Kışın ardının bahar olduğuna inanmak, en karanlık anın, sabaha en yakın zaman olduğunu bilmek...
İnsanız, yaşadığımız günlere, insanlığın çektiği çillere bakınca, hüzünlenmemek, bazen umutsuzluğa kapılmamak da mümkün değil.
Bir baştan, bir başa, tüm İslam coğrafyasındaki kargaşayı ve kaosu görüp kalbi sızlamayan var mıdır?
Varsa da onlar için kaygılanmaya gerek yok. Aynı yolun yolcusu değiliz demektir.

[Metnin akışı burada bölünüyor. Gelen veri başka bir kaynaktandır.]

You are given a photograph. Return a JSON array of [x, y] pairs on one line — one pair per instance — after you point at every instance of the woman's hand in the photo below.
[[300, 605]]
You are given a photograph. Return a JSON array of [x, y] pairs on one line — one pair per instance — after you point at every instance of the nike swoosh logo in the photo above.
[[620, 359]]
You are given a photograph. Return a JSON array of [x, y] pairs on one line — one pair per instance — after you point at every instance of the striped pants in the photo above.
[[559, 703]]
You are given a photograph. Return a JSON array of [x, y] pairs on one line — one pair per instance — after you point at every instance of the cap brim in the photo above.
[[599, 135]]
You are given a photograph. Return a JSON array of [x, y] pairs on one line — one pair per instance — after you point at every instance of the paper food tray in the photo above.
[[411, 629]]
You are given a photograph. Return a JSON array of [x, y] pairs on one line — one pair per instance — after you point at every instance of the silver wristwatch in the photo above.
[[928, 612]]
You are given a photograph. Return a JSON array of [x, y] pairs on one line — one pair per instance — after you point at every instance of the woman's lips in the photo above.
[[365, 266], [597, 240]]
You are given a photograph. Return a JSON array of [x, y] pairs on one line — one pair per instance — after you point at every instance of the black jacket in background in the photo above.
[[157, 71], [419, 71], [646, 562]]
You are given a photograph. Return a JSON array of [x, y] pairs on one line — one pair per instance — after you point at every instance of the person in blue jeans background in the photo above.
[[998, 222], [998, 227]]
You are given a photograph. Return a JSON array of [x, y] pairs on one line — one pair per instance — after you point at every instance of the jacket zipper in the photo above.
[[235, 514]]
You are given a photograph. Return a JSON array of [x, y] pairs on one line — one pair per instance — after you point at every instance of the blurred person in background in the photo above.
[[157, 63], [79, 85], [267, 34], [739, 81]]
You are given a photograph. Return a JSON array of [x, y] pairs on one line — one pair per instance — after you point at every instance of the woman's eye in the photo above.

Bizim gibi düşünen insanları görüyorum etrafta. Yüzlerinde, kalplerinin sızısı okunuyor. Dertli bir saz gibi, gönül tellerinde hüzün türküleri vardır:
“Bir gülün çevresi dikendir, hardır,
Bülbül gül elinden ah ile zardır”
Bazen kışın soğuğu zemheriye çevirir.
Gecenin karanlığı kör kuyulara döner.
Boran vurur, kış kıyamette perişan oluruz.
Lakin
“Kışın sonu bahardır,
Bu da gelir bu da geçer ağlama”
diye gönül sesi çıkar gelir dilimize.
Sadece ibadet ederek sorunlarımızı çözemeyiz. Sadece çalışmakla da sorunlarımızı çözemeyiz İnancımızı, umudumuzu, teslimiyetimizi sağlam tutmak zorundayız.
Zor zamanlardan geçiyoruz.
Zor imtihanlar.
Geleceğimizi bu imtihanları kazanan yiğitler, bahadırlar şekillendirecek.
Nağmelerde, şiirlerde gönül sızısını teselli edenlerin sığındığı bir teslimiyettir bunlar.
Allah büyüktür ve en güzel vekildir.